Parecia fácil ver a mulher na varanda, resignada, sem botar os pés na areia havia meses – nem mesmo para afogar nossos netos de abraços e beijos salgados de lágrimas –, longe das franjas de espuma que escorriam na praia, querendo pegar uma cor ou fazer um cabelo bonito pra eu notar.

Ou vê-la disposta a dar uma geral, fazer um bom defumador, encher o cárcere de flor para, de tardezinha, os olhos boiarem diante de uma cena qualquer do seriado da vez.

Parecia normal ver tantas crianças longe da sala de aula, cujos pais, prisioneiros de suas próprias incertezas, não sabiam como, sem os dilemas do convívio na escola, lhes ensinar os deveres de casa em matérias críticas como amar e perdoar.

Ou – em meio a tanta mentira, tanta força bruta escorrendo nas redes sociais! – deixar de ir à padaria, ao cinema, ao boteco, ao supermercado ou ao restaurante, onde incautos se infectavam e, não raro, sumiam. De vez.

Parecia fácil, normal, simples. É… Parecia.

Toda noite, me deitava mais cedo, não para dormir o sono represado dos madrugadores, mas para mergulhar nas águas de oceanos nada pacíficos já navegados por velhos lobos do mar como Braga, Cony, Nelson, Ruy, Sabino, Ubaldo e Verissimo.

Mesmo isolado do mundo (que já cheirava, de novo, a fumaça de óleo diesel), me inspirava nesses marujos para rascunhar meia dúzia de linhas e tirar a paciência daqueles que ainda prestavam atenção naquilo que eu tinha a contar.

“Talvez o mundo não seja pequeno, nem seja a vida um fato consumado”, dizia Chico, outro marujo calejado.
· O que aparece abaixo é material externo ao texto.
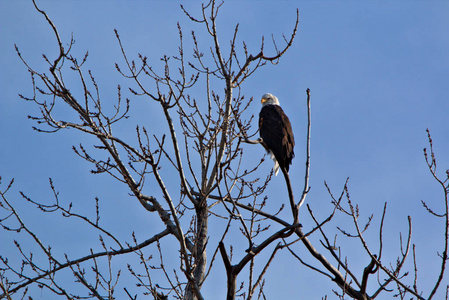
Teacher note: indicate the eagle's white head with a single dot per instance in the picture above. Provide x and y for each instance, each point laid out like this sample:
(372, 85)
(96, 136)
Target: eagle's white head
(268, 99)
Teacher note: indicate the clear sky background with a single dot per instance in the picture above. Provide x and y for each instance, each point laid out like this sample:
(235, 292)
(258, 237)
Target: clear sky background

Mas enquanto não chegava o habeas corpus que me libertaria do cárcere, precisava refletir sobre como pegar os novos ventos e velejar bem longe de meu porto seguro até descobrir onde tudo isso vai dar.

Ainda não descobri, mas uma hora chego lá.

Hoje, mais do que ontem (e menos do que amanhã), quanto mais remo, mais rezo. E me contento ouvindo Paulinho, outro velho lobo do mar, extrair da viola uma certeza em forma de oração: “Não sou eu quem me navega, quem me navega é o mar”.